IGF Guarantee Safety and Security

Non-traditional use of assets as short-term security leverages private capital to generate liquidity
Asset owners often ask us “is this safe?” In practice, there is no reason to call any guarantee (used as completion assurance, the only way we ever use them, hence the name “Completion Assurance Program” or CAP funding), even in extreme cases of developer fraud. We are using an innovative structure, proven over several decades to solve multiple issues and thus deliver advantages for all stakeholders.
This structure is perhaps closest to the practice of “hypothecation,” with certain characteristics in common with “credit enhancement,” and even insurance (such as completion bonding or surety), but with important differences, starting with much shorter timeframes and the fact that there is no loan or credit involved.
This is also dissimilar to insurance because it is a financial instrument, involving banks and customary methods like Brussels SWIFT or a custodial account, and thus not an insurance product at all.
What does “hypothecate” usually mean? How does that compare to “credit enhancement”?
Hypothecation is usually about pledging specific assets as security for a loan — a structure where an asset is used for a period of time without giving up title, possession, or ownership rights, such as the income already generated by the asset.
Credit enhancement is a broader concept that includes various techniques (including collateralization, such as via a lien, or a loan guarantee) to improve creditworthiness. But in the IGF structure, the asset’s hypothecation generates additional liquidity for its owner, used shorter-term, limited to the period ahead of construction completion, just prior to the start of project operations, and thus sharply different from a mortgage, lien, or assignment (ref) of an asset. Note that some guarantors will have sufficient financial depth that no specific collateral will be needed.
Further, with IGF and In3 Capital (CAP) funding, there is no lender, nor would our funder (via a Joint Venture equity partnership) or our bank need to seize the asset if the terms of the agreement are not met. Such “uncured” default (breach of contract) would be solved some other way. This is part of an innovative structure where the fundamental mechanisms deserve full understanding.
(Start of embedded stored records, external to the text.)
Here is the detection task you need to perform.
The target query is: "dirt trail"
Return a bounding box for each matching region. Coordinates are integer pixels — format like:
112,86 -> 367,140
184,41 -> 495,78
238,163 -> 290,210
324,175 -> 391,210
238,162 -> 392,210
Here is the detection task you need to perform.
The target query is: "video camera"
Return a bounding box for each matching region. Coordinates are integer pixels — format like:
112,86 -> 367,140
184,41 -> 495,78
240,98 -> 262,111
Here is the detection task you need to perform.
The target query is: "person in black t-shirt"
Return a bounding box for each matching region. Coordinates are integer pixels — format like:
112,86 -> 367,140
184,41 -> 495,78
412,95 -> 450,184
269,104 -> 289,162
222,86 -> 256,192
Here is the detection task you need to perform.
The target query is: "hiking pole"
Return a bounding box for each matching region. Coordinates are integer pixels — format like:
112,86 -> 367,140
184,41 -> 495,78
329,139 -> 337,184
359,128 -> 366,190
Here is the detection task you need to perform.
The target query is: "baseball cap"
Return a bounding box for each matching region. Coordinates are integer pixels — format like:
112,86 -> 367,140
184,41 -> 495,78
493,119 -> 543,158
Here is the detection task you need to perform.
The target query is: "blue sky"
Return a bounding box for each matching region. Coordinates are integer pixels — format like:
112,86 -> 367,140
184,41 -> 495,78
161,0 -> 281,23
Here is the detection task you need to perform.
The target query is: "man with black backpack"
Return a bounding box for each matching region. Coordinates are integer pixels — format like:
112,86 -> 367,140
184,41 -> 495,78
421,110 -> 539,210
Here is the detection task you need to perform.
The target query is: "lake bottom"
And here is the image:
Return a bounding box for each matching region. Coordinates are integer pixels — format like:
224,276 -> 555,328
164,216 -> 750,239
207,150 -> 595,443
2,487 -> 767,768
The vast majority of the time, the guarantee backed by the asset(s) will have been released by the time the project is operational. All stakeholders are incentivized to work together to finish the project’s construction and commissioning to begin commercial operations, at which time the guarantee is allowed to expire on its maturity date.
Why would we or the bank not seize the underlying assets if the project developer failed or faltered in their role as developer? Because, history shows, we would solve any breach of the funding contract another way. Even in the unlikely event that project developer breach did occur, following a lengthy cure period, the developer would have effectively opted out of their ownership rights, leaving room for a different party to finish and/or co-own the project(s).
If the project could not be completed, for some reason, after all avenues had proven dead ends, the guarantee would be assigned to a different project — one that could be finished.
Although the legal right to “call” the guarantee must exist (otherwise it does not offer the required security), there are no situations where the guarantee would need to be called. Any third-party guarantor that did not cause the developer’s default (presuming the asset owner did not interfere with reaching Commercial Operation Date) must be held harmless in any case, thus step-in rights would make them whole.
In any worst-case scenarios, such as a developer who gives up on their project, “opting out” would mean that the project developer deliberately abandoned their own project, and being unavailable or disinterested (or both), could be replaced through equity ownership restructuring. If the contract was breached before funding began to flow, the transaction would simply be unwound, and the underlying guarantee returned or released. We cannot think of any reason why anyone would do that, having come that far, with signed and notarized funding contracts in place, but this discussion is about safety to the guarantor, legal rights and obligations, not business logic.
If funding had been disbursed, at least in part, then the guarantor would be invited to exercise step-in rights, and the new team would finish the project or reassign the pledged asset to a project that could be finished. Thanks to a closely monitored monthly draw schedule, typically only one or two months of draws would be at risk, an exposure that would not affect the guarantor.
All of the above is worst case scenario, extremely pessimistic and extremely unlikely to occur. These disclosures are part of IGF’s policy of being up-front and transparent about how things would unfold if such unforeseen downsides did occur. We do our absolute best to filter out any fraud and have had no issues with fraudulent developers or parties that refuse to meet their contractual obligations.
Because of that, we have never had to call any guarantee in all of In3 Capital Partner’s operating history, plus we happen to have a strong counterincentive — the parties would end up in court, which would cause irreparable harm to our banking relationships, thus in practice there are always alternative solutions making it entirely unnecessary to call or cash any instrument.
Are there any other options besides this “Completion Assurance” Guarantee and a hypothecated instrument or direct transfer of an asset? Yes, a more leveraged Cash Deposit (compare), returned upon project deliver, still just as short-term Security, not used as a down payment or as owner equity contribution to the project’s funding.